Pourquoi ne pas les exposer sous un soleil ardent à la vindicte des
rois pour servir d’exemple aux éventuels soudards de la subversion ?
Nécessaire diabolisation du rebelle à l’esprit démentiel,
excommunication totale et définitive du proscrit. Et s’il le fallait,
pourquoi pas le brûler vif ou bien le faire mourir lentement dans
d’atroces souffrances ? L’occire soit par lapidation, soit par pendaison,
ou l’étriper, l’éviscérer au besoin, car la sentence divine et bien méritée
pour ce mécréant ne peut souffrir d’apitoiements ou d’hésitations.
Ceci doit bien être l’unique, l’incontournable sort de ces pauvres
détracteurs des rois insoumis et si stupides. Juste de piètres soi-disant
justiciers, ennemis jurés des choix de Dieu, donc de Dieu Lui-même.
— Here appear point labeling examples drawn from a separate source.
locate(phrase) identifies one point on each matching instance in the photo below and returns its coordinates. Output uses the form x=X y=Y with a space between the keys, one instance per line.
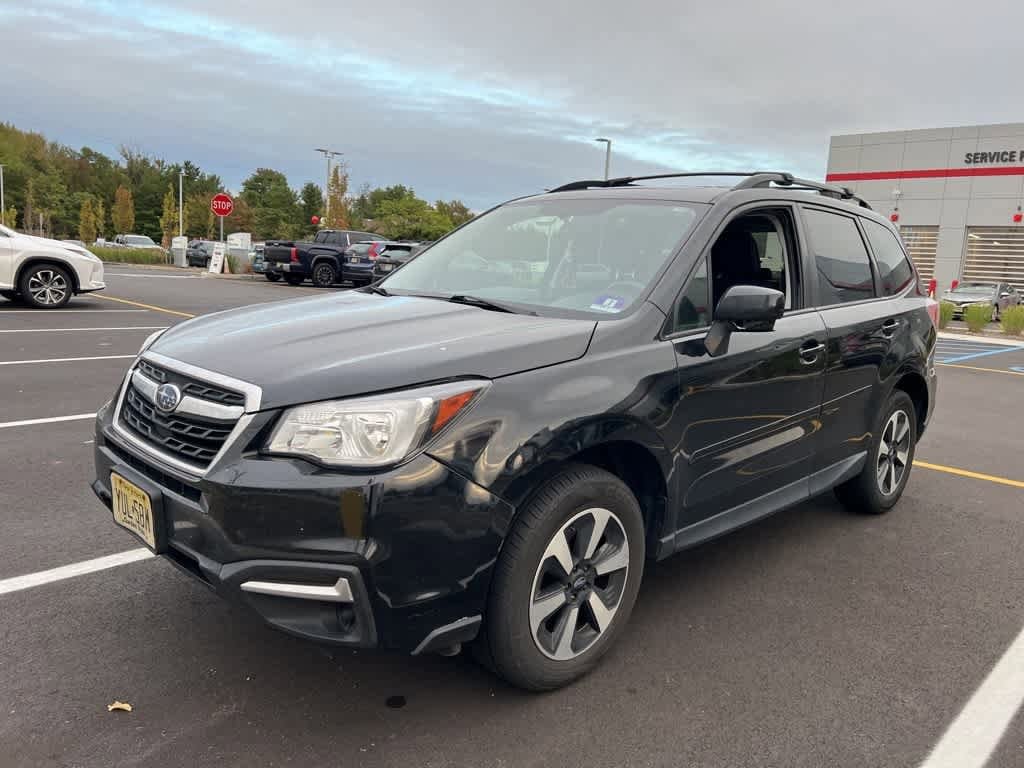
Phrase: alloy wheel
x=894 y=453
x=579 y=584
x=48 y=287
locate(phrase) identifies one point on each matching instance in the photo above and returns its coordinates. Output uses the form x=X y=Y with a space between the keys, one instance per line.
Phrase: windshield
x=974 y=288
x=588 y=255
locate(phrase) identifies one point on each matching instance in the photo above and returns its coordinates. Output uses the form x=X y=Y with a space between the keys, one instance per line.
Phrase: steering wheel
x=564 y=274
x=636 y=288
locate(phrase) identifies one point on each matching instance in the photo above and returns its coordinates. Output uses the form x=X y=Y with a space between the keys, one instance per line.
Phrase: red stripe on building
x=1016 y=170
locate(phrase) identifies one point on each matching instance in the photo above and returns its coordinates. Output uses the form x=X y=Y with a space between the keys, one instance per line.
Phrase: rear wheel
x=565 y=582
x=325 y=274
x=46 y=286
x=890 y=457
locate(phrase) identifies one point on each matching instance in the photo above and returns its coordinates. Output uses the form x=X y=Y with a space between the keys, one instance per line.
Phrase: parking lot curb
x=229 y=276
x=984 y=339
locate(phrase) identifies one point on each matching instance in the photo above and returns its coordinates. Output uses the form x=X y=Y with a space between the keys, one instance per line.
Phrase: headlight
x=371 y=432
x=150 y=339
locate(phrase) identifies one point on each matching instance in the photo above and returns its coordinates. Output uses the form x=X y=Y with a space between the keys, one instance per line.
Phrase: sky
x=484 y=101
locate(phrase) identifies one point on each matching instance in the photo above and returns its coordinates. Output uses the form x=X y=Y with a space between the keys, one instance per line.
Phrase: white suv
x=45 y=272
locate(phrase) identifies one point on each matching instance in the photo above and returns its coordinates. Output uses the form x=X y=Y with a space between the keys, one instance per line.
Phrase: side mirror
x=743 y=308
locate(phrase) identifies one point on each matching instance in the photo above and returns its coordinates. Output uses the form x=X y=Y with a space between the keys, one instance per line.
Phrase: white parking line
x=51 y=420
x=65 y=330
x=67 y=311
x=973 y=736
x=67 y=359
x=158 y=276
x=69 y=571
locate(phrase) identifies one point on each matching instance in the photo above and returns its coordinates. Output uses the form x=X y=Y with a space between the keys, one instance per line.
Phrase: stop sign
x=221 y=205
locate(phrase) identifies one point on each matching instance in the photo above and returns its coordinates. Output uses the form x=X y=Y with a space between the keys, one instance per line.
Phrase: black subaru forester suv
x=485 y=446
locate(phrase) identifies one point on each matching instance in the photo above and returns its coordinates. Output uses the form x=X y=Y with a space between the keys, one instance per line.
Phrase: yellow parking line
x=977 y=368
x=144 y=306
x=969 y=473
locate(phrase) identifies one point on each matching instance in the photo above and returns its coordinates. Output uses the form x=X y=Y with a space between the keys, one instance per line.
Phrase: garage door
x=994 y=254
x=922 y=243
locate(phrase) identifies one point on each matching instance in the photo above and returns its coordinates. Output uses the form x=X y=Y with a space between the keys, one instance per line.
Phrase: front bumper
x=410 y=551
x=357 y=272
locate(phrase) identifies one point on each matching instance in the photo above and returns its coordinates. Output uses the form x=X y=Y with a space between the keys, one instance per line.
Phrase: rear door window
x=895 y=272
x=840 y=256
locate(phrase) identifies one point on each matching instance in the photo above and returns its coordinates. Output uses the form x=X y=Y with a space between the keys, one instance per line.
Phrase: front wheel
x=46 y=286
x=325 y=274
x=565 y=582
x=890 y=457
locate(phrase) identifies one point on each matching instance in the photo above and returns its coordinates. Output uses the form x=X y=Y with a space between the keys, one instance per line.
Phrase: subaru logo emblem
x=168 y=397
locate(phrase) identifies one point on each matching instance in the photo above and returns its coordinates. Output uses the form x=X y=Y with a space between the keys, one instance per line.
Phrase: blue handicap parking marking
x=960 y=350
x=982 y=353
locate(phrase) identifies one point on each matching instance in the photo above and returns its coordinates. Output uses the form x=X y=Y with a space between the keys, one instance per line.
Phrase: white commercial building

De vrais « impies » indignes de vivre. Insignifiants diablotins en
miniature. Ils n’avaient qu’à rester loin de la foi, des biens et des
femmes si rudement gagnés par les rois, même si…
Ainsi étaient construits, en vérité, les fondements des forteresses de
l’ordre conçu pour et par la horde sacrée, judicieux et efficaces remparts
contre le désordre. Voilà sur quoi reposaient toute la puissance des rois
et la tranquillité de l’existence sereine des peuples.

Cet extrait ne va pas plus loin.